A novel flexible biocomposite with hemp woven fabric and natural rubber based on lignin green filler: investigation numerical and experimental under high-velocity impact

Abstract

Abstract In this study, the comparison of the behavior of hemp/elastomeric biocomposites based on lignin and carbon black has been investigated experimentally and numerically under the influence of high speed. SEM images confirmed the dispersion and good interaction of lignin in natural rubber with a uniform surface coverage of fibers and the gap of yarns. The results of tensile and dynamic compression tests showed that elastomer with lignin filler improves tensile strength for rubber samples and composites compared to carbon black. The high-velocity impact tests were performed on single-layer and three-layer composites based on lignin and carbon.
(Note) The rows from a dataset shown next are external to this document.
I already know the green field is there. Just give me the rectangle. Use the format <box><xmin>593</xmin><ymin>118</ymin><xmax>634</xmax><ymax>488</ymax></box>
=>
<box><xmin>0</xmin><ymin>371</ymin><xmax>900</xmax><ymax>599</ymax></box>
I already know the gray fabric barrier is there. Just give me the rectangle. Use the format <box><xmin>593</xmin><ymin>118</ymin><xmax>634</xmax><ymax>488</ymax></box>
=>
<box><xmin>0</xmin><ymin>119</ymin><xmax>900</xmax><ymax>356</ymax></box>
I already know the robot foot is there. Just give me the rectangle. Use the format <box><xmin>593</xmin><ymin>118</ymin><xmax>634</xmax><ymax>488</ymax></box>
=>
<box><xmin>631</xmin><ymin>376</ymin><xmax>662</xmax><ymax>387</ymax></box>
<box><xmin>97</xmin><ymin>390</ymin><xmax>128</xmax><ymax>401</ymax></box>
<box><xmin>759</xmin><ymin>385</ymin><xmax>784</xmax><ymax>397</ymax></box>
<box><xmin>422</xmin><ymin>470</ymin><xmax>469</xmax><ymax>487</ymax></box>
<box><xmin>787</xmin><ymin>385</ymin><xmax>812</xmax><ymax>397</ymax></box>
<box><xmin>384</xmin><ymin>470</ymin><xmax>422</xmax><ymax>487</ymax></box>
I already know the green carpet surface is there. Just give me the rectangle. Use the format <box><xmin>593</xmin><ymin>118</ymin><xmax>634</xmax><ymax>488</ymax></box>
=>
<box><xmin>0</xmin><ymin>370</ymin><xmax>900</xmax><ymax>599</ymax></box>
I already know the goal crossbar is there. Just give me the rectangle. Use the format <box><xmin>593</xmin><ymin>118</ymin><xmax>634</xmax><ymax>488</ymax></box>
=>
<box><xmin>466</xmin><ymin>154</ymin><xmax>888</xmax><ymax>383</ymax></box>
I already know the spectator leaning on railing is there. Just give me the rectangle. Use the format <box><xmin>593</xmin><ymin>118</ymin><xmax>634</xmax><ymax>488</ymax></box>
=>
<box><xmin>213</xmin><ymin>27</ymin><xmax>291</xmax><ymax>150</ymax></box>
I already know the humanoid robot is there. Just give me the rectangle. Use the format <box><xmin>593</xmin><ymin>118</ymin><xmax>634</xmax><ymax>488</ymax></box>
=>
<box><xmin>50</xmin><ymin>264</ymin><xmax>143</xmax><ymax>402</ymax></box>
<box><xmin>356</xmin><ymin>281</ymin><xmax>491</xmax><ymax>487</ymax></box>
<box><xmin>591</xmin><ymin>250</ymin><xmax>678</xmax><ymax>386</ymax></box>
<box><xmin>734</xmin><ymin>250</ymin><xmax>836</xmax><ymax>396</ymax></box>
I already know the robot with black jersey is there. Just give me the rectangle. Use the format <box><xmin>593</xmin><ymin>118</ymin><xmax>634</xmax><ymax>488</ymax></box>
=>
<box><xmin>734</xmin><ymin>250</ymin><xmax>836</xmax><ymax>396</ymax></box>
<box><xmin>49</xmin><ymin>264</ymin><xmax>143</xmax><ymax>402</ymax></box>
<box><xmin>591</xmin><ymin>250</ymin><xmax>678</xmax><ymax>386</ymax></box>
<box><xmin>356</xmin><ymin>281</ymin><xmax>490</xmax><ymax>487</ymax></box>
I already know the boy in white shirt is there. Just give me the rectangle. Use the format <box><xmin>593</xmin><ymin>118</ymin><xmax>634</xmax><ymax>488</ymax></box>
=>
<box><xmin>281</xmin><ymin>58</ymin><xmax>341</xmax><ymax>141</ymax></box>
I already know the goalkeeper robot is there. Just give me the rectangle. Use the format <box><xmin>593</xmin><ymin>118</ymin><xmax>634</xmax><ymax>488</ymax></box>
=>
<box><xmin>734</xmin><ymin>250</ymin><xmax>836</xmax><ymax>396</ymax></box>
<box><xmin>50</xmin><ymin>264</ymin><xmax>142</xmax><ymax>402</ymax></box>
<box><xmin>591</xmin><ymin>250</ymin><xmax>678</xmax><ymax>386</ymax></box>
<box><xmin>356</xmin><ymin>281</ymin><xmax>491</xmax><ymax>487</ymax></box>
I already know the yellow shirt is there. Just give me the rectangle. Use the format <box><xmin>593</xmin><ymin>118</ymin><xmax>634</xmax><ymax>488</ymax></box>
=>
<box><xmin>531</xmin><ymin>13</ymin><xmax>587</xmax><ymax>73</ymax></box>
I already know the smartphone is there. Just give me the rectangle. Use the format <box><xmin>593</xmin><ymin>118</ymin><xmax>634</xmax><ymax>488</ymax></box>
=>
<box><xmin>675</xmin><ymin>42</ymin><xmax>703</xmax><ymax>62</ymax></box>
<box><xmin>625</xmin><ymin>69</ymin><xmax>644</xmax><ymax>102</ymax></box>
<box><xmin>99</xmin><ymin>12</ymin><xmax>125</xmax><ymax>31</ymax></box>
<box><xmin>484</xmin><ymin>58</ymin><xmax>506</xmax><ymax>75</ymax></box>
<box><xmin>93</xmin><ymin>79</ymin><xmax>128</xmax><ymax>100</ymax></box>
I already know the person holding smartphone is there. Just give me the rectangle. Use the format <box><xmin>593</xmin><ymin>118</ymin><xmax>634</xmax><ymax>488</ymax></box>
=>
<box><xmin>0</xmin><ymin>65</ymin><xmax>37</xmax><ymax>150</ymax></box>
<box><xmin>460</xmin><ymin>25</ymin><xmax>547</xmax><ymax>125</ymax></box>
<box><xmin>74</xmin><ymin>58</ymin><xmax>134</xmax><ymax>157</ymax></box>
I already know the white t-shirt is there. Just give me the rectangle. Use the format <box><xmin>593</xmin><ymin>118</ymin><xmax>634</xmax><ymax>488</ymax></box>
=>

The penetration resistance and failure mechanism of the composites during impact were validated using a constitutive material model for hemp fabric and a user-defined material model (VUMAT) for the nonlinear behavior of rubber materials with a damage criterion in ABAQUS/Explicit. For one-layer and three-layer flexible composites based on lignin, the ballistic limit is 49 and 96 m s−1, respectively. Compared to carbon-based composites, it has increased by 11.36 and 13% for one-layer and three-layers, respectively. Using the dilute matrix to cover hemp fabric increases the resistance of this type of fabric against high-speed impact. Through tensile failure, the stress is transferred to the surrounding fiber bundles so that more threads can participate in the load-bearing process. As a result, the penetration depth in lignin-based composites is lower, and the protective margin is greater, which increases energy absorption.